An independent review has called for the establishment of a new organisation, the Office of Local Audit and Regulation (OLAR), to act as the system leader for the local audit framework.
The Independent Review into the Oversight of Local Audit and the Transparency of Local Authority Financial Reporting, led by former Local Government Ombudsman Sir Tony Redmond, said in its report OLAR should be created to manage, oversee and regulate local audit with the following key responsibilities:
- procurement of local audit contracts;
- producing annual reports summarising the state of local audit;
- management of local audit contracts;
- monitoring and review of local audit performance;
- determining the code of local audit practice; and
- regulating the local audit sector.
Roles and responsibilities currently carried out by Public Sector Audit Appointment, the Institute of Chartered Accountants of England & Wales, FRC/ARGA, and the Comptroller and Auditor General would be transferred to the OLAR as part of the shake-up.
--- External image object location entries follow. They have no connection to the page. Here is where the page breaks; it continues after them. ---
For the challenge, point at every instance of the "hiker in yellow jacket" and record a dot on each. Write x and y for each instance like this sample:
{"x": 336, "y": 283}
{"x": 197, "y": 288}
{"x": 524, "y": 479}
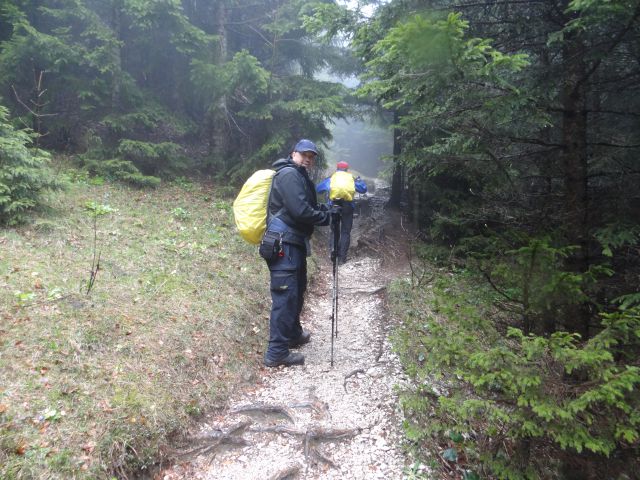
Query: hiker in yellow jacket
{"x": 341, "y": 187}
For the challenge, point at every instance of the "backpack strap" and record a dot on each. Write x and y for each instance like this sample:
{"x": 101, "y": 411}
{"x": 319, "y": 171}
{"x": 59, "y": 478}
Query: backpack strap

The engagement of audit firms to perform the local audit role would also be accompanied by a new price/quality regime “to ensure that audits were performed by auditors who possessed the skills, expertise and experience necessary to fulfil the audit of local authorities”. The new regulator would hold those auditors accountable.
The review also called for:
- authorities to examine the composition of audit committees in order to ensure that the required knowledge and expertise are always present when considering reports, together with the requirement that at least an annual audit report to be submitted to full council. “This demonstrates transparency and accountability from a public perspective which is currently lacking in many authorities”;
- consideration to be given to the appointment of at least one independent member, suitably qualified, to the Audit Committee;
- formalising the facility for the CEO, Monitoring Officer and Chief Financial officer to meet with the key audit partner at least annually;
- a standardised statement of service information and costs, compared to the annual budget, that is aimed at taxpayers and service users.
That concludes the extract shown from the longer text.